The U.S. Food and Drug Administration today approved Azedra (iobenguane I 131) injection for intravenous use for the treatment of adults and adolescents age 12 and older with rare tumors of the adrenal gland (pheochromocytoma or paraganglioma) that cannot be surgically removed (unresectable), have spread beyond the original tumor site and require systemic anticancer therapy. This is the first FDA-approved drug for this use.
“Many patients with these ultra-rare cancers can be treated with surgery or local therapies, but there are no effective systemic treatments for patients who experience tumor-related symptoms such as high blood pressure,” said Richard Pazdur, M.D., director of the FDA’s Oncology Center of Excellence and acting director of the Office of Hematology and Oncology Products in the FDA’s Center for Drug Evaluation and Research. “Patients will now have an approved therapy that has been shown to decrease the need for blood pressure medication and reduce tumor size in some patients.”
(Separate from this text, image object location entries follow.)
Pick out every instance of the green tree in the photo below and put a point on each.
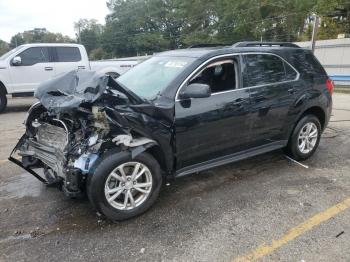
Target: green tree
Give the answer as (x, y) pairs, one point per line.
(4, 47)
(89, 33)
(38, 35)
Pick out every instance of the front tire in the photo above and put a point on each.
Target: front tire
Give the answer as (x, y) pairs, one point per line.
(3, 100)
(305, 138)
(121, 188)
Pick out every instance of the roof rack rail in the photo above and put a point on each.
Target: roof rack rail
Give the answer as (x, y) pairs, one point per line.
(206, 45)
(262, 44)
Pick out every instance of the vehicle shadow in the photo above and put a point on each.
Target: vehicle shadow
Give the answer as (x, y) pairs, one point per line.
(200, 192)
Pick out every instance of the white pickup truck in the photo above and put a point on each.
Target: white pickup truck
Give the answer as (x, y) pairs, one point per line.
(25, 67)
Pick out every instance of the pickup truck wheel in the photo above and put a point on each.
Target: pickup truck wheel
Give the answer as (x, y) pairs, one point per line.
(305, 138)
(121, 188)
(3, 100)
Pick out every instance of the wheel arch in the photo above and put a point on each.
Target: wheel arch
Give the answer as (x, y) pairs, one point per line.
(316, 111)
(3, 87)
(159, 156)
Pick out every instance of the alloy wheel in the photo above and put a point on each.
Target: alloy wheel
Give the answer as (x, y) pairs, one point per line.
(128, 186)
(307, 138)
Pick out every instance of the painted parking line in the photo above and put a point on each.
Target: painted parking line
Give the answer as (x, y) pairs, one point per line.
(264, 250)
(4, 161)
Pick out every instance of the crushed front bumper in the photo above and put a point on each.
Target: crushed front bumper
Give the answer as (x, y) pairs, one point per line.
(20, 164)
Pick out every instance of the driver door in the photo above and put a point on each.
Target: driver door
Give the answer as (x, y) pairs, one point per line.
(213, 127)
(35, 68)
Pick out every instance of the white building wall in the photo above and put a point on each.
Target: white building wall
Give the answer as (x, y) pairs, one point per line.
(334, 55)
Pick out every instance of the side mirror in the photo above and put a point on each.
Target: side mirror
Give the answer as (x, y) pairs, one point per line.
(17, 61)
(196, 91)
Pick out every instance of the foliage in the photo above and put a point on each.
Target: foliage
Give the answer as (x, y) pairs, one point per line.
(139, 27)
(4, 47)
(38, 35)
(89, 34)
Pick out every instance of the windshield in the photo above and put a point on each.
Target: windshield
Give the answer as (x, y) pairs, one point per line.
(152, 76)
(6, 55)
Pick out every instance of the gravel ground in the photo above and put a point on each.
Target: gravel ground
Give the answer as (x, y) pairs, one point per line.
(216, 215)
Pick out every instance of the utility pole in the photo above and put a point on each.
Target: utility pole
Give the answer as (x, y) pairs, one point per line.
(314, 33)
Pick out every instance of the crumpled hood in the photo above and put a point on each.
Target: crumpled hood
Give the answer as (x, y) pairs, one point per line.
(3, 64)
(71, 89)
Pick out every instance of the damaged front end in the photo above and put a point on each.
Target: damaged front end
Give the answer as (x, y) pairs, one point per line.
(81, 115)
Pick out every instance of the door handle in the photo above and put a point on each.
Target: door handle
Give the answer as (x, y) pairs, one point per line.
(238, 102)
(292, 91)
(260, 98)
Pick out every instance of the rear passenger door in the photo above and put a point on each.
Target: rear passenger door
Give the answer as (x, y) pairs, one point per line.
(213, 127)
(272, 85)
(68, 58)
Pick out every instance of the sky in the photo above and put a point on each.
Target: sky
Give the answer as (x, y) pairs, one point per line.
(57, 16)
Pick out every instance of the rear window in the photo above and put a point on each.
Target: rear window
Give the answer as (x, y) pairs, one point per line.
(34, 55)
(68, 54)
(306, 63)
(262, 69)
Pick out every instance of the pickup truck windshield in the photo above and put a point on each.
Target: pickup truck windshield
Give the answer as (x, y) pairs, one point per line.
(150, 77)
(6, 55)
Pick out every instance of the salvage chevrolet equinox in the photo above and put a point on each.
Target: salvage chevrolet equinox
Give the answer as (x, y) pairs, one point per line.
(177, 113)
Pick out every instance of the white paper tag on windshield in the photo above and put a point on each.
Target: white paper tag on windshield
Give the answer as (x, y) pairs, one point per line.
(177, 64)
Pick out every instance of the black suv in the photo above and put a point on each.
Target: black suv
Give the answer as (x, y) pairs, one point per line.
(177, 113)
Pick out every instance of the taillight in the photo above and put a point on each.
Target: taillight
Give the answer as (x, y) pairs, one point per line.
(330, 86)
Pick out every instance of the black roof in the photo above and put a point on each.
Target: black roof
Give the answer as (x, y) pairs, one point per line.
(205, 52)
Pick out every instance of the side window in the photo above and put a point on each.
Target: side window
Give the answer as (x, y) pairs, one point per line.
(68, 54)
(220, 76)
(262, 69)
(290, 72)
(34, 55)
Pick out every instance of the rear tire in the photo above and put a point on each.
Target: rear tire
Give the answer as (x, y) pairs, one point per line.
(305, 138)
(3, 99)
(107, 188)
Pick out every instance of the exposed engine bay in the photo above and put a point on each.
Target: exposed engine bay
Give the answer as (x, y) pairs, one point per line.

Pheochromocytomas are rare tumors of the adrenal glands. These glands are located right above the kidneys and make hormones including stress hormones called epinephrines and norepinephrines. Pheochromocytomas increase the production of these hormones, leading to hypertension (high blood pressure) and symptoms such as headaches, irritability, sweating, rapid heart rate, nausea, vomiting, weight loss, weakness, chest pain or anxiety. When this type of tumor occurs outside the adrenal gland, it is called a paraganglioma.
The efficacy of Azedra was shown in a single-arm, open-label, clinical trial in 68 patients that measured the number of patients who experienced a 50 percent or greater reduction of all antihypertensive medications lasting for at least six months. This endpoint was supported by the secondary endpoint, overall tumor response measured by traditional imaging criteria. The study met the primary endpoint, with 17 (25 percent) of the 68 evaluable patients experiencing a 50 percent or greater reduction of all antihypertensive medication for at least six months. Overall tumor response was achieved in 15 (22 percent) of the patients studied.
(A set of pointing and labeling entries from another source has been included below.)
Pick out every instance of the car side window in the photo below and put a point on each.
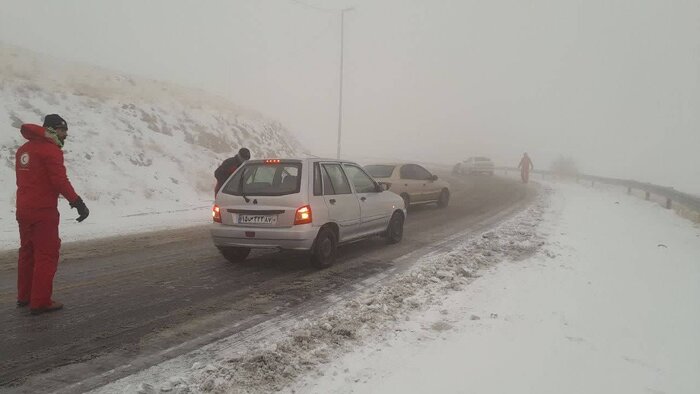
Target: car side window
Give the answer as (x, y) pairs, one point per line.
(362, 182)
(407, 172)
(422, 174)
(337, 179)
(318, 185)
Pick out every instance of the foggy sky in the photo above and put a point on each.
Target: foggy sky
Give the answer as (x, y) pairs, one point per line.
(613, 84)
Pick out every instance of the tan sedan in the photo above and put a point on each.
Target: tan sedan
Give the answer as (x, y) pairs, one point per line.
(413, 183)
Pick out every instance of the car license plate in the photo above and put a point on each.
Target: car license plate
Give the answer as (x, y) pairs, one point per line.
(257, 219)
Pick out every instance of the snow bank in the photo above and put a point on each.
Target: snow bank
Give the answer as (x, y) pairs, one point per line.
(607, 305)
(137, 149)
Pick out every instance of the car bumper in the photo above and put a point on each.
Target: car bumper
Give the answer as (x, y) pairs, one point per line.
(299, 237)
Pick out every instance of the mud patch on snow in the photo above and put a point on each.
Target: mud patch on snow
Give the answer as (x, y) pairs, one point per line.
(311, 344)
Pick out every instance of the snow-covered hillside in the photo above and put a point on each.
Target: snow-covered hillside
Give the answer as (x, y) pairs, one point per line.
(134, 145)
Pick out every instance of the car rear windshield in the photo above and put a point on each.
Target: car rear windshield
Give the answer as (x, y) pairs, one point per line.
(380, 171)
(265, 179)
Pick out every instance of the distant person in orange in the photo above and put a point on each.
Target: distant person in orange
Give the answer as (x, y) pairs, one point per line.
(525, 167)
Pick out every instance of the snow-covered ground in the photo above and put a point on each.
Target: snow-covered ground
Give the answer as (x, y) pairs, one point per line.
(609, 305)
(587, 291)
(141, 153)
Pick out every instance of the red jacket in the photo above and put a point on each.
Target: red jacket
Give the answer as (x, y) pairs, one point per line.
(41, 175)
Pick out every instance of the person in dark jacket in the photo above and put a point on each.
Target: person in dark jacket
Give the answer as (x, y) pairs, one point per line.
(525, 167)
(228, 167)
(41, 178)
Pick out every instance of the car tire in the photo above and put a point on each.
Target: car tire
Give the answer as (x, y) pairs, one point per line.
(234, 254)
(394, 232)
(406, 200)
(444, 199)
(325, 248)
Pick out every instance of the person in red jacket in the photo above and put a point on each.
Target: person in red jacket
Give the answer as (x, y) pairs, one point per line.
(525, 167)
(41, 178)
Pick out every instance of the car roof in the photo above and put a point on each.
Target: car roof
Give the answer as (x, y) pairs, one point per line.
(300, 160)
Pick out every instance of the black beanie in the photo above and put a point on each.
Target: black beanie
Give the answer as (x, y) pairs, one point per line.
(55, 122)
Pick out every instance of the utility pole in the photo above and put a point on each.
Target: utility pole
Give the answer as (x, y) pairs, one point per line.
(340, 91)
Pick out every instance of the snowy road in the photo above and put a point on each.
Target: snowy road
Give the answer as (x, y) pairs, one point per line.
(609, 305)
(130, 298)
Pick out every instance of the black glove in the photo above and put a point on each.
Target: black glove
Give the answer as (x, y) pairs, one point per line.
(82, 209)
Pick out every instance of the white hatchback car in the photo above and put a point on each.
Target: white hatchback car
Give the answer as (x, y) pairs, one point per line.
(302, 204)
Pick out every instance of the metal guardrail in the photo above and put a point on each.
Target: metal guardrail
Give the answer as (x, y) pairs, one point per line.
(670, 194)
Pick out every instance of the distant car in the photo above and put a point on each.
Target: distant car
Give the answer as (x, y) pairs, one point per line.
(477, 165)
(413, 183)
(302, 204)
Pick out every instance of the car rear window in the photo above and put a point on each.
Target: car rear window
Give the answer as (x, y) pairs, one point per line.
(265, 179)
(380, 171)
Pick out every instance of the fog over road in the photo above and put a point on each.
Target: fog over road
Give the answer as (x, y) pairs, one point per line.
(130, 298)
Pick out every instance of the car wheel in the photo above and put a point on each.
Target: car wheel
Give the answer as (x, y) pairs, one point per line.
(394, 232)
(325, 249)
(234, 254)
(444, 199)
(406, 200)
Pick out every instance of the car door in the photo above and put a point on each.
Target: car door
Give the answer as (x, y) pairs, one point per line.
(411, 185)
(430, 188)
(343, 205)
(373, 208)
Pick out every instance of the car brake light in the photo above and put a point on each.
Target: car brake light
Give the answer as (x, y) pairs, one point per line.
(216, 213)
(303, 215)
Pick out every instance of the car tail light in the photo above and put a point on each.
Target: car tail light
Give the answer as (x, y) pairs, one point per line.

The most common severe side effects reported by patients receiving Azedra in clinical trials included low levels of white blood cells (lymphopenia), abnormally low count of a type of white blood cells (neutropenia), low blood platelet count (thrombocytopenia), fatigue, anemia, increased international normalized ratio (a laboratory test which measures blood clotting), nausea, dizziness, hypertension and vomiting.
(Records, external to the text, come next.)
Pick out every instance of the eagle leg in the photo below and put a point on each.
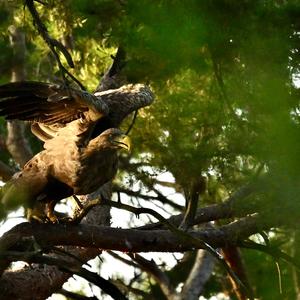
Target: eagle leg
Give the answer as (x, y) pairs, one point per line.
(50, 212)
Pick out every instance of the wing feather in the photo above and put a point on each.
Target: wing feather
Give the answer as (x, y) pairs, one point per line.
(48, 103)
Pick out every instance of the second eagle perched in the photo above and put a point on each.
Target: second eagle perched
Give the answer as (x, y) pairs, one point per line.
(80, 149)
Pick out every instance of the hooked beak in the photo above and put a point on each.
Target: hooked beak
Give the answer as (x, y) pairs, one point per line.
(123, 141)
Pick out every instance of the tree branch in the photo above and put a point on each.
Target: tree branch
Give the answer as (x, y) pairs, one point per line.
(160, 277)
(198, 276)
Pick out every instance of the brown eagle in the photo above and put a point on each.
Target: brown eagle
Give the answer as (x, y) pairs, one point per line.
(80, 139)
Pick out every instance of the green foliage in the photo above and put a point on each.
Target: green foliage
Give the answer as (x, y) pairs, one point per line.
(223, 75)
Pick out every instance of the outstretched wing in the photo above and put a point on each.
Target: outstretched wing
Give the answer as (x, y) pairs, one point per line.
(48, 104)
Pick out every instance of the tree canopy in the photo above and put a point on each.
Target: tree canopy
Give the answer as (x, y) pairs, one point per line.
(223, 130)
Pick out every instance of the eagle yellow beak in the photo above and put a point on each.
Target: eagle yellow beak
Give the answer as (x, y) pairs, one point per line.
(123, 141)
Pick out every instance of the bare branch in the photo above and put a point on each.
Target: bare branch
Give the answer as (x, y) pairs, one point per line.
(161, 278)
(199, 275)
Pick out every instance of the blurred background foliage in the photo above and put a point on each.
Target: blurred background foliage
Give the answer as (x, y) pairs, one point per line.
(225, 74)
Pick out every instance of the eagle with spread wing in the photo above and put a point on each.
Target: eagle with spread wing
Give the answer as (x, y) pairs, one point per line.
(80, 134)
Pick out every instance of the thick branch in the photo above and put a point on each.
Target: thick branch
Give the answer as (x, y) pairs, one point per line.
(133, 240)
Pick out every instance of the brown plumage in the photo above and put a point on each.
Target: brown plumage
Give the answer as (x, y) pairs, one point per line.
(80, 149)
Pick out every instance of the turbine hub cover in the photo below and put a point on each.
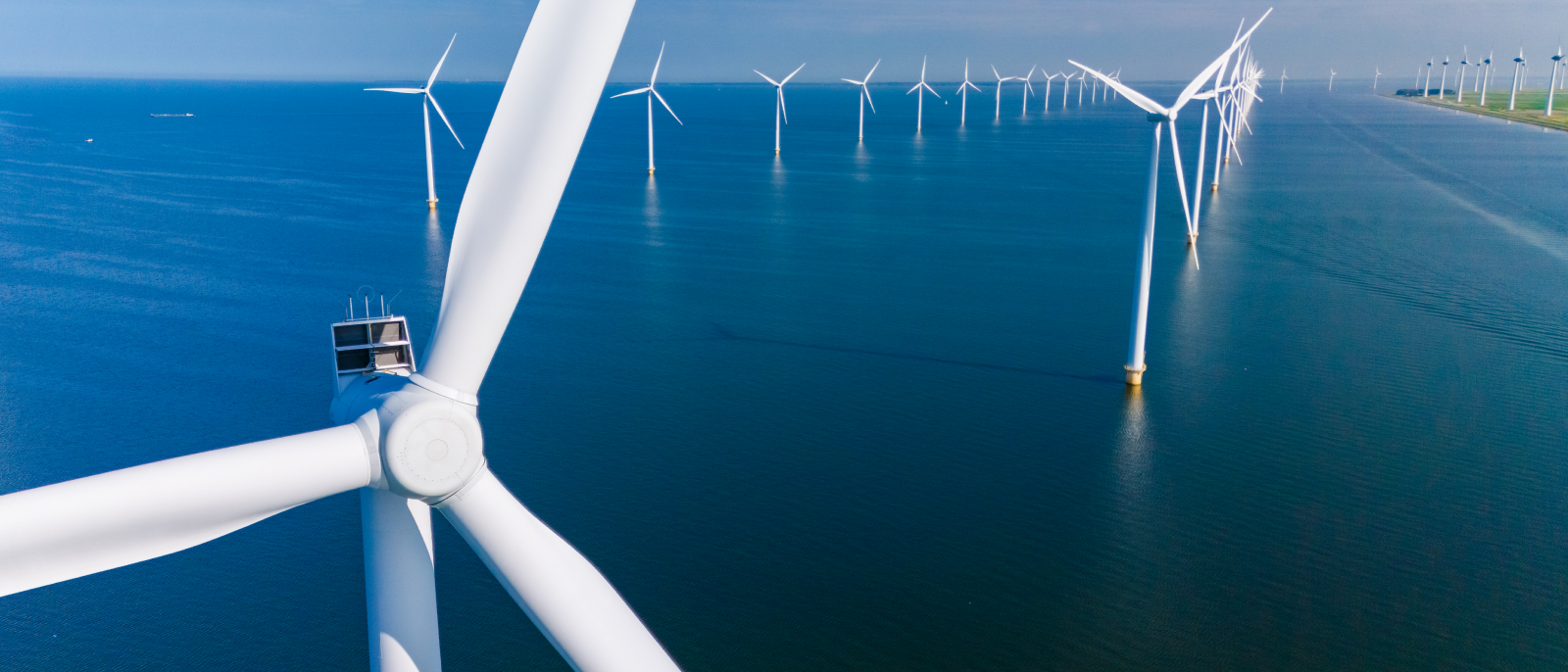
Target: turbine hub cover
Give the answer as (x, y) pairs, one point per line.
(431, 447)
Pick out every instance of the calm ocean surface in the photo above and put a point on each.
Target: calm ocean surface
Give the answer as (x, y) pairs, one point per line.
(852, 408)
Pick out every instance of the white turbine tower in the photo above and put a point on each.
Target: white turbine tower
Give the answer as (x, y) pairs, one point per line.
(1047, 97)
(651, 96)
(921, 88)
(1551, 89)
(780, 115)
(1443, 83)
(866, 96)
(408, 444)
(1515, 93)
(1029, 88)
(427, 102)
(1463, 71)
(963, 89)
(1160, 117)
(1487, 81)
(1000, 78)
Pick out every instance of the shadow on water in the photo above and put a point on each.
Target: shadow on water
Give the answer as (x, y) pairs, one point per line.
(728, 336)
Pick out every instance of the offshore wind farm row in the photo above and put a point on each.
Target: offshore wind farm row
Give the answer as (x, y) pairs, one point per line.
(1233, 89)
(412, 442)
As it is a radioactive therapeutic agent, Azedra includes a warning about radiation exposure to patients and family members, which should be minimized while the patient is receiving Azedra. The risk of radiation exposure is greater in pediatric patients. Other warnings and precautions include a risk of lower levels of blood cells (myelosuppression), underactive thyroid, elevations in blood pressure, renal failure or kidney injury and inflammation of lung tissue (pneumonitis). Myelodysplastic syndrome and acute leukemias, which are cancers of the blood and bone marrow, were observed in patients who received Azedra, and the magnitude of this risk will continue to be studied. Azedra can cause harm to a developing fetus; women should be advised of the potential risk to the fetus and to use effective contraception after receiving Azedra. Radiation exposure associated with Azedra may cause infertility in males and females.
The FDA granted this application Fast Track, Breakthrough Therapy and Priority Review designations. Azedra also received Orphan Drug designation, which provides incentives to assist and encourage the development of drugs for rare diseases.
The FDA granted the approval of Azedra to Progenics Pharmaceuticals, Inc.